La mortalità in Italia si è ridotta in 11 anni (2003-2014), con un cambiamento delle cause dei decessi: meno morti per problemi di cuore ma crescono quelle per malattie psichiche e infettive. Nel 2015 si è assistito però a un aumento del numero di morti in valore assoluto rispetto agli anni precedenti: a fronte dei circa 600 mila decessi medi nel 2013 e 2015, nel 2015 si sono verificate 49 mila morti in più. E’ quanto emerge dal Rapporto Osservasalute 2016, pubblicato dall’Osservatorio nazionale sulla salute nelle Regioni italiane dell’Università Cattolica di Roma, presentata oggi al Policlinico universitario Agostino Gemelli di Roma.
A livello generale i trend di mortalità nel periodo analizzato sono decisamente in diminuzione per entrambi i generi. La diminuzione dei tassi di mortalità in questi 11 anni – si legge nel Rapporto – è sicuramente dovuta al calo dei rischi delle principali cause di morte, soprattutto delle malattie del sistema circolatorio che, in generale, rappresentano la prima causa di morte in Italia e dei tumori, anche se in maniera meno marcata. Si muore di più per malattie psichiche e infettive e parassitarie, e questo vale sia per gli uomini che per le donne. Tra il 2003 e il 2014, il tasso standardizzato di mortalità per disturbi psichici passa da 1,8 a 2,4 per 10 mila per entrambi i generi. Analogamente, la mortalità per malattie infettive e parassitarie fa registrare un incremento del 50% circa che ha interessato, principalmente, fasce di popolazione più anziana.

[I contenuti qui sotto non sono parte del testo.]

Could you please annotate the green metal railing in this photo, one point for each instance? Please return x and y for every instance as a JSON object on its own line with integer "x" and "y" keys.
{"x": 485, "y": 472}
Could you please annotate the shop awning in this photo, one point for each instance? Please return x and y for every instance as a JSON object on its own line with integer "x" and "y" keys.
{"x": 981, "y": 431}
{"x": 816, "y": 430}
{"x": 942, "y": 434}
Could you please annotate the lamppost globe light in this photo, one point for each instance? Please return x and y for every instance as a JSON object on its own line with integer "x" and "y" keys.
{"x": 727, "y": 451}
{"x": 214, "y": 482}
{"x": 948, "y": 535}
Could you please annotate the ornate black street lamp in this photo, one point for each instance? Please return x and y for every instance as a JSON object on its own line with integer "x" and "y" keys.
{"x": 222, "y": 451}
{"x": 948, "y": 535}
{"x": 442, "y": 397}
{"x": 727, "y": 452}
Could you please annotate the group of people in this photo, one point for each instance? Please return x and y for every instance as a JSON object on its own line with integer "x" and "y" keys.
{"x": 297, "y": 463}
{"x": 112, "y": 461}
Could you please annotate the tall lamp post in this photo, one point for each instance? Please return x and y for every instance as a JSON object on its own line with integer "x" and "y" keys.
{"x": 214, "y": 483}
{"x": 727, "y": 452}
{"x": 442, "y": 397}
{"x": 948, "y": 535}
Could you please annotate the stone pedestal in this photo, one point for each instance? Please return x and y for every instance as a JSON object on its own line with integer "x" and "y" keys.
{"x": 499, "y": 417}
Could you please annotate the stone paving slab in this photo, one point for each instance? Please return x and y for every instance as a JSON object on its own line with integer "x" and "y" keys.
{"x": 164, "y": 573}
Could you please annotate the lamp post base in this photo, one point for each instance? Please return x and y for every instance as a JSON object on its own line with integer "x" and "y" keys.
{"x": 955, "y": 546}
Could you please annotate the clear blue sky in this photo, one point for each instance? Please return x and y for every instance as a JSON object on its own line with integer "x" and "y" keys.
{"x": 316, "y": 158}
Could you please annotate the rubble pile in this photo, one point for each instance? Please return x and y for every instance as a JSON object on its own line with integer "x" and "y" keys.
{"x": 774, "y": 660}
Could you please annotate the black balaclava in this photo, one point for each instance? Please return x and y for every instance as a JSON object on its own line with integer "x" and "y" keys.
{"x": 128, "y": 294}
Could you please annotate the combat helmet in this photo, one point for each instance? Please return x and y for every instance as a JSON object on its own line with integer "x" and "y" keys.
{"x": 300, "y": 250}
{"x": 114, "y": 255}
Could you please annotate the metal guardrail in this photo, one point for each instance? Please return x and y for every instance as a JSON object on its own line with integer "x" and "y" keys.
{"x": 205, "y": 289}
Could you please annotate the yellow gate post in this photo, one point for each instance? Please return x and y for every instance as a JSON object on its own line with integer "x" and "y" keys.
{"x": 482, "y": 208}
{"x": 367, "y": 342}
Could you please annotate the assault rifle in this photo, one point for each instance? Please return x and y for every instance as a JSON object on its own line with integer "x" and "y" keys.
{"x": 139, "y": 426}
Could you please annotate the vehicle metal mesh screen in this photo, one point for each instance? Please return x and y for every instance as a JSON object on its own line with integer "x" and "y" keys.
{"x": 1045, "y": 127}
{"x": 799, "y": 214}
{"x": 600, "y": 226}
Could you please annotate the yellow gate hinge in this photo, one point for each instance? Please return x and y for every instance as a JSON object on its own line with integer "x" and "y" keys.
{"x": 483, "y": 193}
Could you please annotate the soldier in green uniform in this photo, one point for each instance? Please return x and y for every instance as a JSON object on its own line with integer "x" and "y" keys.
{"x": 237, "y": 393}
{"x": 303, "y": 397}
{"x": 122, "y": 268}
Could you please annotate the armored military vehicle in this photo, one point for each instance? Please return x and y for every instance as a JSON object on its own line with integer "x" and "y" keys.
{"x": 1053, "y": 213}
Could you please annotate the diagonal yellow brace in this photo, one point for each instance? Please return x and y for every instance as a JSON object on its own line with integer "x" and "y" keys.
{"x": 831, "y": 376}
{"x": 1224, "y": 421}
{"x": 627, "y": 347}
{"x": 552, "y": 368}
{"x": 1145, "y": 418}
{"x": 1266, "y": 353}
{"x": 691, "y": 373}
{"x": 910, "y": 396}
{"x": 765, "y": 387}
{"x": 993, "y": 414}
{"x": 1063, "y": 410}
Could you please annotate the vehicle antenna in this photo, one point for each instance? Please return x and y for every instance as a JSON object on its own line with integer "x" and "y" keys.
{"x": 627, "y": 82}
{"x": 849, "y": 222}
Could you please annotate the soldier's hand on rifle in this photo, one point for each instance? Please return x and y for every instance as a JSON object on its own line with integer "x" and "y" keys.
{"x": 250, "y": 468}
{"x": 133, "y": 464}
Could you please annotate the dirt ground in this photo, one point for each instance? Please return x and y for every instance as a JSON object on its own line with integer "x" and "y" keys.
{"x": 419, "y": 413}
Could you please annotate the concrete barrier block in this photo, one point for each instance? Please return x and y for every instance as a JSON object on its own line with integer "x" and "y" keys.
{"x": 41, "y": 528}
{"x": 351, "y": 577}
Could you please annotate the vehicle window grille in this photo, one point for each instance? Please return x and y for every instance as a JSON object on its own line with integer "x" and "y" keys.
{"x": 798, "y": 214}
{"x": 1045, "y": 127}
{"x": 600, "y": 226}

All’interno del gruppo delle malattie infettive e parassitarie la setticemia è la maggiore causa responsabile dell’incremento osservato. Il 2015 è stato però un anno particolare per la mortalità in Italia, con 49 mila morti in più. Non vi è una spiegazione univoca per tale fenomeno – si legge ancora nel Rapporto – ma concorrono più fattori contemporaneamente. L’incremento della mortalità si è verificato, essenzialmente, nei primi 3 mesi dell’anno (+6.000, +10.000 e +7.500) e nel mese di luglio (+9.500 mila). L’eccesso è, quindi, concentrato nel periodo invernale, quando è anche maggiore la diffusione di epidemie influenzali, e nel mese di luglio, spiega l’Osservasalute, durante il quale le temperature sono state particolarmente elevate. L’invecchiamento della popolazione spiega parte dell’incremento dei decessi osservato nel 2015, ma questo aumento delle morti rispetto al 2013 e al 2014 si può leggere anche come una posticipazione dei decessi che non si sono verificati nei 2 anni precedenti, entrambi caratterizzati da una mortalità molto bassa. Tutto ciò, naturalmente, ha dei riflessi sulla speranza di vita della popolazione. Al 2015, la speranza di vita alla nascita è più bassa di 0,2 anni negli uomini e di 0,4 anni nelle donne rispetto al 2014, attestandosi, rispettivamente, a 80,1 anni e a 84,6 anni.
Questi rallentamenti sono generalizzabili a tutto il Paese, passando da casi in cui la diminuzione e stata cospicua (Valle d’Aosta) ad altri in cui la speranza di vita è rimasta ferma al livello del 2014 o, invece, aumentata lievemente. Nel complesso, nei 5 anni trascorsi dal 2011 al 2015, gli uomini hanno guadagnato 0,6 anni, mentre le donne 0,2 anni. Come ormai è evidente da alcuni anni, “la distanza della durata media della vita di donne e uomini si sta sempre più riducendo” anche se, comunque, è ancora fortemente a favore delle donne (+4,5 anni nel 2015 vs +4,9 anni nel 2011). Nella Pa di Trento si riscontra, sia per gli uomini che per le donne, la maggiore longevità (rispettivamente, 81,2 anni e 85,8 anni). La Campania, invece, è la regione dove la speranza di vita alla nascita è più bassa, 78,3 anni per gli uomini e 82,8 anni per le donne.